Glaciers crown several mountains in the Nordfjord. In summer, these create waterfalls, rivers, and mountain lakes. When it’s not snowing, there are green grasslands, berries, fruit and running glacial water. In the inner Nordfjord, one of the most prominent glaciers is Jostedalsbreen. Troll cars take visitors up-close for guided glacier hikes. Boat safaris venture in front of the glacier in the epic and dramatic untamed nature of Lodalen Valley. Salmon fishing, surfing and fjord horse riding are some of the other activities.

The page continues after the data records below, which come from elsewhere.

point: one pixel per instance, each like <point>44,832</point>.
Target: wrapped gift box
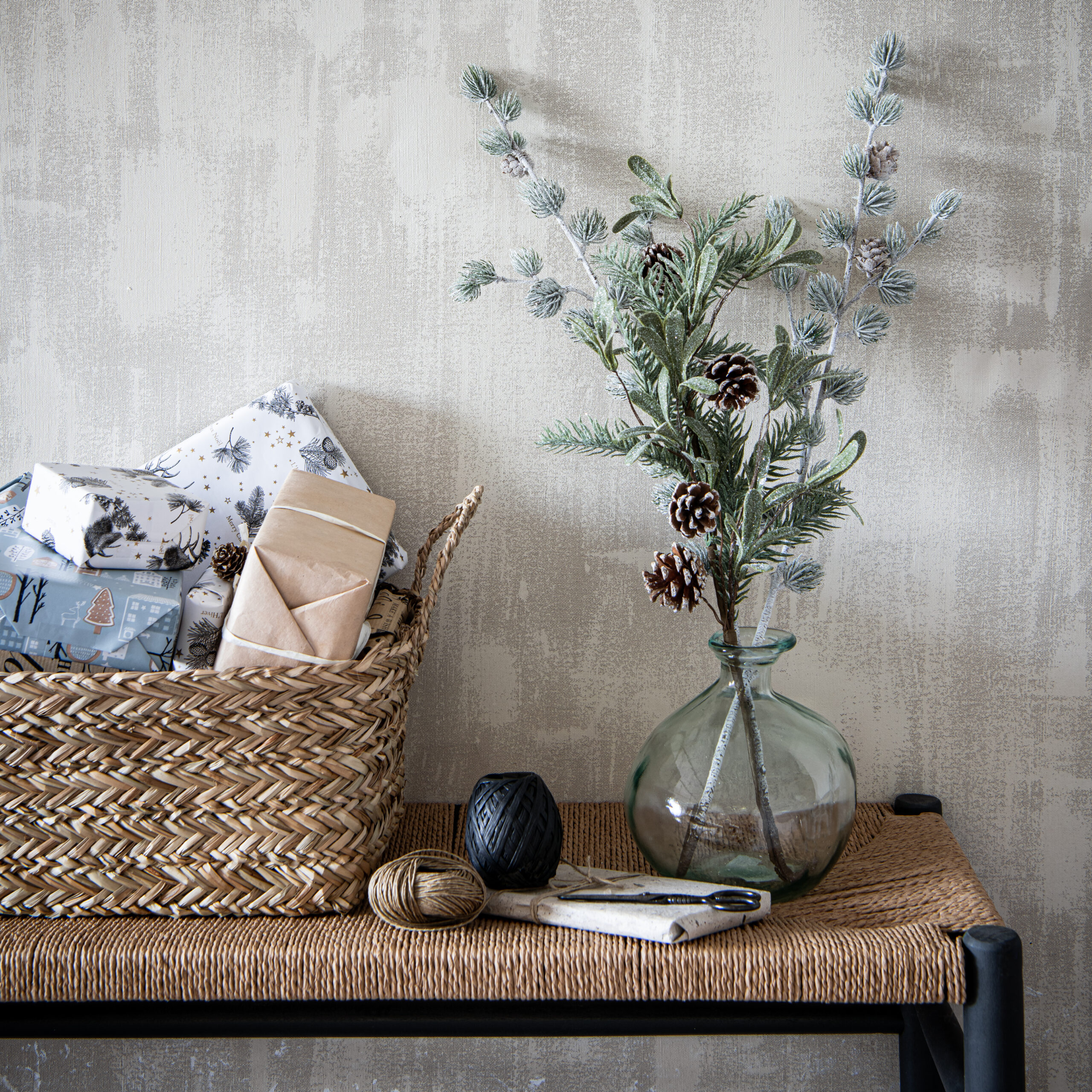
<point>123,619</point>
<point>305,591</point>
<point>239,465</point>
<point>112,518</point>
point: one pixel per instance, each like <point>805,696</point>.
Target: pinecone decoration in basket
<point>676,579</point>
<point>873,257</point>
<point>656,256</point>
<point>511,164</point>
<point>695,507</point>
<point>227,562</point>
<point>883,160</point>
<point>736,379</point>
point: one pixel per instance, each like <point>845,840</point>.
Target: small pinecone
<point>512,165</point>
<point>658,254</point>
<point>695,508</point>
<point>738,379</point>
<point>227,561</point>
<point>676,579</point>
<point>883,160</point>
<point>873,257</point>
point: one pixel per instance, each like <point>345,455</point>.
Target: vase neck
<point>758,677</point>
<point>749,660</point>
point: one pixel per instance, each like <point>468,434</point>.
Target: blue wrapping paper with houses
<point>49,607</point>
<point>239,465</point>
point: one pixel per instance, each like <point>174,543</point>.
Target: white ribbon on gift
<point>329,519</point>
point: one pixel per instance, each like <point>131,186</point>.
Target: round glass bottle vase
<point>758,792</point>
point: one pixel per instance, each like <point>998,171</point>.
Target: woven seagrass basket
<point>255,791</point>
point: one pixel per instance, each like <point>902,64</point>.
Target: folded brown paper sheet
<point>309,577</point>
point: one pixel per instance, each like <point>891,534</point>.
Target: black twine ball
<point>514,830</point>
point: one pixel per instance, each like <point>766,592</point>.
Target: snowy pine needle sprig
<point>650,311</point>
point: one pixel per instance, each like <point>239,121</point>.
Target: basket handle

The Loen Skylift is a breath-taking aerial tramway that ascends Mount Hoven. From 1,011m above sea level, the Via Ferrata welcomes serious adventurers, and there are hiking trails for all abilities. To take a skywalk is to fully appreciate the crisp mountain air and hair-raising backdrop of crests and drops, where every turn offers picture-postcard photos. The glass-fronted suspended Hoven Restaurant is a luxurious highlight. Gourmet dishes of locally sourced ingredients come with soaring views across glaciers, mountains and navy-blue fjords.
One of the most scenic drives in the world begins at Loen, along the Gaularfjellet route, one of 18 National Tourist Routes. Majestic scenes unfold, as the winding road meanders through steep mountainsides, hugging spectacular coastlines and bays.
Balestrand is a worthy finale. Arriving at the historic family-run Kviknes Hotel, positioned on the waterfront, the scene resembles a painting. The still misty waters of Sognefjord make for an ethereal scene. The Elysian vision evolves with the hours, maturing through salmon sunrises, bright blues and dusky pink sunsets, making it a dream rumination spot.
Thrill junkies find their element on-board the RIB speedboat fjord tours, splicing into the waters, for a fjord-level view of encircling lofty peaks and hidden waterfalls. Balestrand offers a heritage walk, which is best completed at Ciderhuset. After a detailed history of the cider-making process, a homemade meal offers the best accompaniment to some delicious cider-tasting.
Norway’s fjords offer true escapism. In winter, they wow visitors with the greatest gift of all — the dancing siren of the night skies, known the world over as aurora borealis. To witness green and pink floating flares, illuminating the wilderness, in a land of water, wind and wildlife, is a travel memory of a lifetime.